Minat Komunitas Gim Fakfak Masih Tetap Tinggi
- 07 Nov 2025 12:01 WIB
- Fak Fak
KBRN, Fakfak : Pengurus Besar Elektronik Sports Indonesia (PB ESI) Kabupaten Fakfak terus berupaya mengembangkan potensi atlet e-sports di daerah. Ketua PB ESI Fakfak, Alexander Tansil, mengatakan bahwa saat ini minat komunitas game di Fakfak masih cukup tinggi meskipun beberapa jenis permainan mengalami penurunan tren. “Untuk saat ini, setiap komunitas-komunitas game itu ada mulai peningkatan. Tapi memang, di dunia game itu kan ada masanya,” ujarnya.

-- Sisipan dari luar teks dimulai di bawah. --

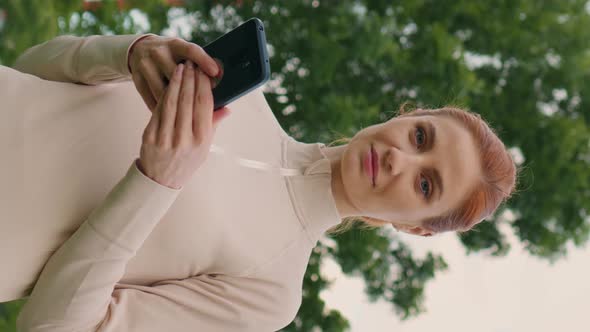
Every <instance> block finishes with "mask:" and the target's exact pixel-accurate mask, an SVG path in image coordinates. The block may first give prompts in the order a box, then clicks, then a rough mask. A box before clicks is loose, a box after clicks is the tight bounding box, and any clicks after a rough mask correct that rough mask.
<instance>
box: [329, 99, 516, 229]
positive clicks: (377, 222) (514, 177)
mask: <svg viewBox="0 0 590 332" xmlns="http://www.w3.org/2000/svg"><path fill="white" fill-rule="evenodd" d="M405 105H406V104H403V105H402V106H401V107H400V115H399V117H409V116H425V115H433V116H446V117H449V118H452V119H454V120H455V121H457V122H458V123H460V124H461V125H463V126H464V127H465V128H466V129H467V130H468V131H469V133H470V134H471V136H472V137H473V139H474V141H475V145H476V146H477V147H478V148H479V155H480V160H481V168H482V170H481V171H482V172H481V173H482V177H481V178H480V180H479V181H478V182H477V183H476V184H475V186H474V188H473V189H471V191H470V192H469V193H468V194H467V195H466V197H465V198H464V199H463V201H461V202H459V204H458V205H457V207H455V208H453V209H451V210H450V211H449V212H448V213H446V214H444V215H441V216H437V217H433V218H428V219H425V220H422V226H423V227H424V228H426V229H427V230H431V231H433V232H435V233H440V232H445V231H457V232H467V231H469V230H470V229H471V228H473V226H475V225H476V224H478V223H479V222H481V221H482V220H484V219H485V218H487V217H489V216H490V215H492V214H493V213H494V211H496V209H497V208H498V207H499V206H500V204H502V203H503V202H505V201H506V200H507V199H508V198H509V197H510V196H511V195H512V193H513V192H514V190H515V187H516V177H517V173H518V170H517V167H516V164H515V162H514V159H513V158H512V156H511V155H510V153H509V152H508V150H507V149H506V147H505V146H504V143H502V141H501V140H500V138H498V135H497V134H496V132H495V131H494V130H493V129H492V128H490V126H489V125H488V123H487V122H486V121H485V120H484V119H482V117H481V116H480V115H479V114H476V113H472V112H468V111H466V110H463V109H461V108H456V107H451V106H446V107H443V108H438V109H415V110H413V111H409V112H408V111H406V109H405ZM341 140H344V141H350V140H351V139H350V138H347V137H344V138H343V139H340V140H337V141H341ZM337 141H335V142H337ZM332 143H334V142H332ZM332 143H331V144H332ZM356 219H360V220H361V221H363V222H364V223H366V224H367V225H369V226H372V227H369V228H374V227H378V226H381V225H383V224H384V223H383V222H379V221H378V220H376V219H373V218H369V217H364V216H360V217H354V219H353V220H350V219H348V218H345V220H344V221H343V222H342V223H341V224H338V225H336V226H335V227H333V228H331V229H329V230H328V231H327V233H329V234H334V233H340V232H342V231H344V230H347V229H348V228H350V226H352V224H353V223H354V221H356ZM387 224H389V223H387Z"/></svg>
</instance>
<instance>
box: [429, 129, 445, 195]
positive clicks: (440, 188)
mask: <svg viewBox="0 0 590 332" xmlns="http://www.w3.org/2000/svg"><path fill="white" fill-rule="evenodd" d="M425 125H426V131H427V132H428V141H429V142H430V143H429V145H430V146H429V150H431V151H432V150H433V149H434V147H435V144H436V127H435V126H434V125H433V124H432V122H431V121H425ZM432 177H433V178H434V182H436V188H437V189H438V190H437V192H438V195H437V196H438V197H437V200H440V197H441V196H442V194H443V185H442V178H441V176H440V173H439V172H438V169H436V168H433V169H432Z"/></svg>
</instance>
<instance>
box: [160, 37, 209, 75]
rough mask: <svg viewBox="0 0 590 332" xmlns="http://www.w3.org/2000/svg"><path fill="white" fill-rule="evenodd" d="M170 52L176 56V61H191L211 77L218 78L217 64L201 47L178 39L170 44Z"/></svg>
mask: <svg viewBox="0 0 590 332" xmlns="http://www.w3.org/2000/svg"><path fill="white" fill-rule="evenodd" d="M170 50H171V51H172V54H174V60H175V61H181V60H184V59H188V60H191V61H193V63H195V64H196V65H197V66H198V67H199V68H200V69H201V70H203V71H204V72H205V73H207V74H208V75H209V76H217V74H218V71H219V67H218V66H217V62H215V60H214V59H213V58H212V57H211V56H209V54H207V52H205V50H204V49H203V48H202V47H201V46H199V45H197V44H195V43H190V42H187V41H186V40H183V39H180V38H178V39H174V40H172V41H171V42H170Z"/></svg>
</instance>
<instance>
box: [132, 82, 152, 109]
mask: <svg viewBox="0 0 590 332" xmlns="http://www.w3.org/2000/svg"><path fill="white" fill-rule="evenodd" d="M131 78H132V79H133V83H135V87H136V89H137V91H138V92H139V95H140V96H141V98H142V99H143V102H144V103H145V104H146V105H147V107H148V108H149V110H150V112H152V113H153V112H154V109H155V108H156V106H157V104H158V101H157V100H156V99H155V98H154V96H153V94H152V90H151V89H150V87H149V85H148V84H147V82H146V81H145V78H143V75H137V74H136V73H134V74H133V75H132V76H131Z"/></svg>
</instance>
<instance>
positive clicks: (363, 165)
mask: <svg viewBox="0 0 590 332" xmlns="http://www.w3.org/2000/svg"><path fill="white" fill-rule="evenodd" d="M372 155H373V153H372V152H371V149H369V151H367V152H366V153H365V155H364V157H363V166H364V167H363V168H364V169H365V173H366V174H367V175H368V176H369V179H370V180H371V183H372V184H373V186H374V185H375V183H374V181H373V161H372V158H373V156H372Z"/></svg>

Menurut Alexander, salah satu contoh adalah gim PUBG Mobile yang sempat populer dan sering dipertandingkan, namun kini mengalami penurunan peserta. Hal ini disebabkan oleh faktor teknis, seperti kebutuhan perangkat yang memadai. “Game seperti PUBG itu membutuhkan handphone dengan kapasitas penyimpanan yang besar. Jadi anak-anak usia 17-an agak kesulitan membeli handphone yang cukup mahal,” jelasnya.
Kendati demikian, ia menegaskan bahwa antusiasme terhadap dunia e-sports di Fakfak masih tetap tinggi. Komunitas-komunitas gamer lainnya, terutama pemain Mobile Legends, masih aktif mengikuti berbagai turnamen yang digelar baik di tingkat daerah maupun luar daerah. “Kalau yang ini ya tetap antusias kayak kemarin-kemarin aja,” tambahnya.
Melihat dinamika tersebut, PB ESI Fakfak terus berupaya melakukan regenerasi pemain. Turnamen seperti Kejuaraan Esports Bupati Cup 2025 menjadi ajang penting untuk menjaring bibit-bibit baru yang berpotensi mewakili Fakfak di level lebih tinggi. “Makanya dengan adanya Kejuaraan Esports Bupati Cup 2025, kita bisa cari lagi atlet-atlet yang bisa berpotensi untuk ke tingkat selanjutnya,” ujar Alexander.
Lebih lanjut, Alexander mengungkapkan bahwa sejumlah pemain asal Fakfak telah berhasil menorehkan prestasi di ajang bergengsi. Salah satunya melalui cabang Mobile Legends dalam turnamen Gubernur Cup di Manokwari, di mana tim dari Fakfak berhasil meraih juara tiga. “Itu kan tingkat untuk, bukan provinsi sih sebenarnya, karena ada undangan juga dari beberapa daerah luar,” katanya.
PB ESI Fakfak berharap, melalui pembinaan berkelanjutan dan dukungan pemerintah daerah, para pemain e-sports muda dapat terus berkembang. Turnamen seperti Bupati Cup dinilai menjadi wadah strategis untuk menumbuhkan minat, memperkuat solidaritas komunitas, serta mengangkat nama Fakfak di kancah nasional. “Kita ingin dari Fakfak juga bisa melahirkan atlet e-sports yang bersaing di tingkat nasional,” pungkas Alexander.